A recent High Court judgement [2018 SGHC 118, Hauque Enamul vs China Taiping Insurance (Singapore) Pte Ltd and Kim Techology and Systems Engineering Pte Ltd] throws light on this question. In it, the Justice George Wei referred (in para 40) to an earlier case [2006 4SLR(R) 507 Narayansamy s/o Ramasamy] wherein the judge there said:

an injury by accident within the meaning of the [WICA] contemplates:
(a) an injury that was unexpected by the workman;
(b) which was caused or contributed to by something done by or to the workman in the course of this employment.

Justice George Wei also referred (in para 42) to another judgement [2012 1 SLR 15 Pang Chew Kim]. He quoted from there these words:

Being a piece of social legislation, the WICA should be interpreted purposively in favour of employees who have suffered injury during their employment.

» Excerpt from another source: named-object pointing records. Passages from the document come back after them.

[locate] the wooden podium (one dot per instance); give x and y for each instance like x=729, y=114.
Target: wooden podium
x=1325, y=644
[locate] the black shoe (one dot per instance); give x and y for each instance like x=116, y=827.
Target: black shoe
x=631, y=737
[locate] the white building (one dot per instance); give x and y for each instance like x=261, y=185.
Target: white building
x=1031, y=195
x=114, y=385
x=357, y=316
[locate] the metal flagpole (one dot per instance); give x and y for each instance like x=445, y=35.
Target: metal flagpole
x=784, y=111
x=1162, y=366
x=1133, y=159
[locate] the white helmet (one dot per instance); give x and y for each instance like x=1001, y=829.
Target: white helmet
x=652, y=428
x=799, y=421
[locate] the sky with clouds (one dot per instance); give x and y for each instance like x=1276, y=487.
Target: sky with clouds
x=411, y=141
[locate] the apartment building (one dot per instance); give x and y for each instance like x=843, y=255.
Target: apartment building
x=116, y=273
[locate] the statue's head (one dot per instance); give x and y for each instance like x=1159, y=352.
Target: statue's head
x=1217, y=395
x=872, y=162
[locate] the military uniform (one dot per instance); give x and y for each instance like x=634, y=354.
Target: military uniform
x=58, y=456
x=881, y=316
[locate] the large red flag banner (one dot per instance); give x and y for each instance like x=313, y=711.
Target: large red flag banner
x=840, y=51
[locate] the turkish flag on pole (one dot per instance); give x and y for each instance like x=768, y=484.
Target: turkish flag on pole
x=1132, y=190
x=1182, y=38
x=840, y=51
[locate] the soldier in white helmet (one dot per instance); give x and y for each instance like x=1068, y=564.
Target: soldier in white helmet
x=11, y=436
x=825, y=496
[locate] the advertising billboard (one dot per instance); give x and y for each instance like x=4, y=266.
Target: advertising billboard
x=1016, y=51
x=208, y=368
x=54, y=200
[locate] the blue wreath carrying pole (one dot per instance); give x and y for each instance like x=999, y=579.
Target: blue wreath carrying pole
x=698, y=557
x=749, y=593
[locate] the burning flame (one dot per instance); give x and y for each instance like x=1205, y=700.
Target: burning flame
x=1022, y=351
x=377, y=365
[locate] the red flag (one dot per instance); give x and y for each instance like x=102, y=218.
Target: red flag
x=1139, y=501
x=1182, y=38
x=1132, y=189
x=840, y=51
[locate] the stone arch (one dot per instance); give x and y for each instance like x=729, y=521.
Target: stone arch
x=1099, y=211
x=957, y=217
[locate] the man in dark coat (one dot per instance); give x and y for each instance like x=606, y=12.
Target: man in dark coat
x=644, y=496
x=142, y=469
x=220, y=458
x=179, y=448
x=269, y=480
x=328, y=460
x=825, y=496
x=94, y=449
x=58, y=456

It does not seem necessary for the employer to seek an explicit statement from any doctor that Arul’s condition was a work accident. In any case, how could any doctor who didn’t witness the incident know? There is enough precedent to consider the unexpected appearance of a hernia as within the scope of WICA. Perhaps, as Arul believes, the boss had other reasons for shopping around for a cooperative doctor.

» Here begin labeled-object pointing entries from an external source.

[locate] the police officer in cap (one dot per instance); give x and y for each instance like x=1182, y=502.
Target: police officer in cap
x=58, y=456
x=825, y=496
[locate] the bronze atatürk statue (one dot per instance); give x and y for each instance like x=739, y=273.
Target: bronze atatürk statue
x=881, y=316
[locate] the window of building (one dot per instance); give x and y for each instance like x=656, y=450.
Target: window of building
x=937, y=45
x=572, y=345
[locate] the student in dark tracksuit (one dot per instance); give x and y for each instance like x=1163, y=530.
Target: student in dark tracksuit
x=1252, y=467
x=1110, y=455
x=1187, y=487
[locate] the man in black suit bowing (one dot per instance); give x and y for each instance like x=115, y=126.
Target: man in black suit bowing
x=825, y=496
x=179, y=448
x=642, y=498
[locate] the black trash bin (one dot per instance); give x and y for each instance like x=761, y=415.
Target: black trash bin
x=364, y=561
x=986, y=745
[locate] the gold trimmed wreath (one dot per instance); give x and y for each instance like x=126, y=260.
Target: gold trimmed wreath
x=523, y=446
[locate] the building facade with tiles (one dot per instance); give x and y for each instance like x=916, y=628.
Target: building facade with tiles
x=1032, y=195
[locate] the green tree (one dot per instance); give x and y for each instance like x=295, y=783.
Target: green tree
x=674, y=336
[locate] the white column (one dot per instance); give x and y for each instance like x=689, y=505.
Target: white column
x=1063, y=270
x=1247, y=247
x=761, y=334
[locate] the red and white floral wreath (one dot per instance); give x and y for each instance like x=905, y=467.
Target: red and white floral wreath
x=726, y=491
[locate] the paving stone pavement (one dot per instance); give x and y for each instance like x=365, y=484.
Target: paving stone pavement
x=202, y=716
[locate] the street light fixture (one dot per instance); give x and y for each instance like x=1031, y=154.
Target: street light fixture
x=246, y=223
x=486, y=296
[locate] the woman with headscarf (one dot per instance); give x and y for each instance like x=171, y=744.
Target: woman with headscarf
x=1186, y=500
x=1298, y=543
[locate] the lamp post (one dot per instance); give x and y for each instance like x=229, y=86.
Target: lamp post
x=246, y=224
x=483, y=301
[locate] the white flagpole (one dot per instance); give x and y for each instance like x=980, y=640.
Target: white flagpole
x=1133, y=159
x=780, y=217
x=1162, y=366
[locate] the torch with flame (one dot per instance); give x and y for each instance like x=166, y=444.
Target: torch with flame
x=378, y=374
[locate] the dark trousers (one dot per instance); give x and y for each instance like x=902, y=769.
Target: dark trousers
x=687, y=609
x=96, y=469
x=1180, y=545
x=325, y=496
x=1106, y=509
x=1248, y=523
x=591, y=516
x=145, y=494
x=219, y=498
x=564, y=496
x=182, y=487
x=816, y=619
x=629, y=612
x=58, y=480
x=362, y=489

It should be highlighted at this juncture that if one looks at the entirety of legislation surrounding responsibility for medical treatment for work permit holders, parliamentary intention is quite clear. Besides WICA and its requirement to purchase work injury insurance, there is also the Employment of Foreign Manpower Act, whose subsidiary legislation requires all employers of foreign workers to purchase medical insurance of at least $15,000 in value. Whether work-related or not, the employer should be providing medical care if urgently needed. The question of whether the reimbursement for expenses should come from the WICA insurer or the medical insurer can be decided later.

In other words and in TWC2’s view, Arul’s employer should not have been delaying the hernia operation at all, causing unnecessary suffering to him.